On the surface of it (and the tag line) this very simple plot has a kid putting fun above all else, “how can I be expected to go to school on a day like this?” Indeed my first encounter with it produced the self same attitude. However, there is far more to it than that. Firstly and perhaps flippantly, one could review the film as a promotion for truancy without consequence. In fact, taking that approach one could state that the film promotes fun without responsibility, whereas in truth the film is actually saying the opposite. Bueller's plan for the day was to try and help Cameron come to terms with his parentage and instead of shrinking from his actions actually take responsibility for them and in doing so grow as a person to become a person. It is Bueller's selfless act, risking his own record for the sake of his friend that is the hidden message of the film. Hughes buries this story in the mirth of wit and slapstick, but scratch the surface and there is it, plain as day.

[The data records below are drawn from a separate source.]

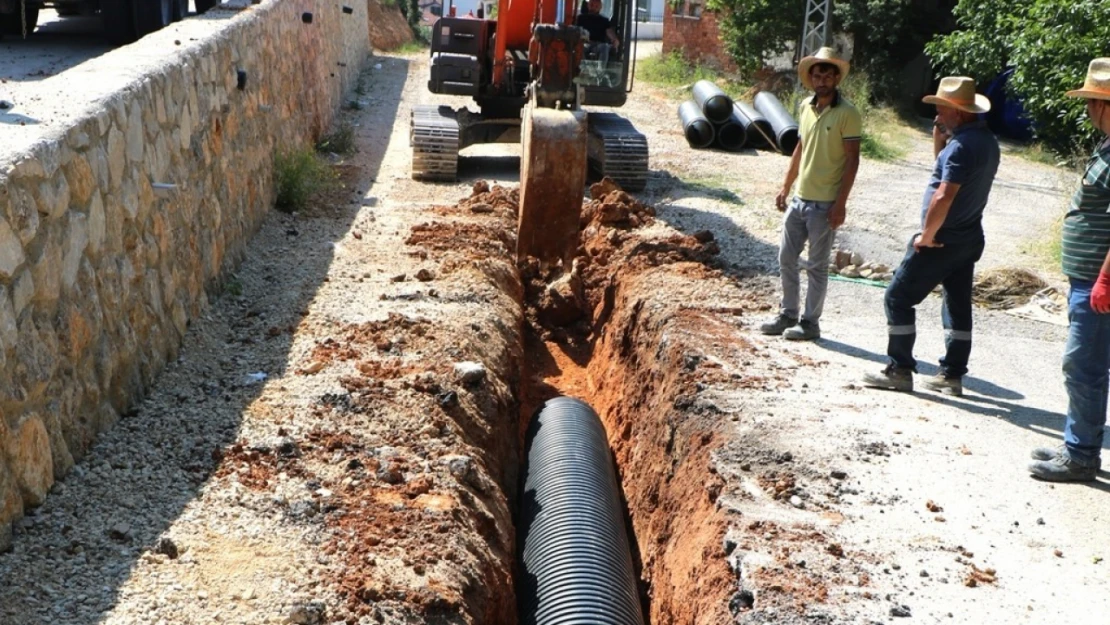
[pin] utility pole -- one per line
(815, 28)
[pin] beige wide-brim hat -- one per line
(1097, 84)
(824, 56)
(958, 92)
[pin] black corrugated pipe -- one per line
(698, 130)
(575, 561)
(786, 128)
(759, 132)
(715, 103)
(730, 135)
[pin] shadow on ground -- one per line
(154, 463)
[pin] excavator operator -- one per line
(602, 32)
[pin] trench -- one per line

The film succeeds on many levels, not least the casting. Broderick was the ideal choice, though at the time Michael J Fox would have been just as easy. But it is with the other cast members that made the choice of Broderick the right one. Alan Ruck (nearly thirty at the time) had been working with Broderick on the stage, they where already friends and brought that chemistry to the set. The third main, Mia Sara, fitted into the group effortlessly and this triangle is the foundation on which the film stands firm. The supporting cast including, but not limited to, Jeffrey Jones, Jennifer Grey, Edie McClurg, Charlie Sheen and the sublime Ben Stein all fit their respective roles to a tee. They none have particularly demanding roles, but such is the skill of the characterisation that each has a peculiar trait that is instantly identifiable, instantly recognisable and as such the comedic potential is enormous. Strange then that watching this film again that I felt it was pretty light in comedy, oh sure there were moments of fun, but never any laugh out loud moments, or am I getting to old....?
Hughes has managed to craft a film that remains as relevant today as when it was created, the themes of friendship, uncertainty, sibling rivalry, parental attitudes (both good and bad) and responsibility are what keep the audience coming back each generation. What at first could be perceived an eighties individualism quickly expands into selfless friendship and bonding. Perhaps number twenty six is the rightful place in the comedy hall of fame after all, as a light comedy it is, but as an expression it is even better.